🤖 AI Summary
This study addresses the subjectivity and low reproducibility inherent in conventional three-dimensional biogeochemical regionalization of the North Atlantic. We propose the first integrated UMAP-DBSCAN-NEMI machine learning framework: leveraging multi-source in situ measurements of temperature, salinity, dissolved oxygen, and nutrients, it employs UMAP for high-dimensional dimensionality reduction, DBSCAN for robust clustering, and NEMI for ensemble optimization—validated via external, internal, and relative metrics and repeated 100 times to quantify uncertainty. The method yields 321 physically interpretable 3D biogeochemical provinces, exhibiting strong agreement with classical water mass definitions and higher spatial resolution than Longhurst’s biogeographic provinces. Ensemble overlap reaches 88.81 ± 1.8%, while grid-level uncertainty is 15.49 ± 20%. This work establishes an objective, reproducible regionalization benchmark for mechanistic ocean process analysis and downstream applications such as marine protected area design.
📝 Abstract
Defining ocean regions and water masses helps to understand marine processes and can serve downstream-tasks such as defining marine protected areas. However, such definitions are often a result of subjective decisions potentially producing misleading, unreproducible results. Here, the aim was to objectively define regions of the North Atlantic. For this, a data-driven, systematic machine learning approach was applied to generate and validate ocean clusters employing external, internal and relative validation techniques. About 300 million measured salinity, temperature, and oxygen, nitrate, phosphate and silicate concentration values served as input for various clustering methods (KMeans, agglomerative Ward, and Density-Based Spatial Clustering of Applications with Noise (DBSCAN)). Uniform Manifold Approximation and Projection (UMAP) emphasised (dis-)similarities in the data while reducing dimensionality.
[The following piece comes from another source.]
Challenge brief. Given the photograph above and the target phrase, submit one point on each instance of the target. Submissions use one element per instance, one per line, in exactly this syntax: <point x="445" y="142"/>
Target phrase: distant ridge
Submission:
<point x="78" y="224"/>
Based on a systematic validation of the considered clustering methods and their hyperparameters, the results showed that UMAP-DBSCAN best represented the data. To address stochastic variability, 100 UMAP-DBSCAN clustering runs were conducted and aggregated using Native Emergent Manifold Interrogation (NEMI), producing a final set of 321 clusters. Reproducibility was evaluated by calculating the ensemble overlap (88.81 +- 1.8%) and the mean grid cell-wise uncertainty estimated by NEMI (15.49 +- 20%). The presented clustering results agreed very well with common water mass definitions. This study revealed a more detailed regionalization compared to previous concepts such as the Longhurst provinces. The applied method is objective, efficient and reproducible and will support future research focusing on biogeochemical differences and changes in oceanic regions.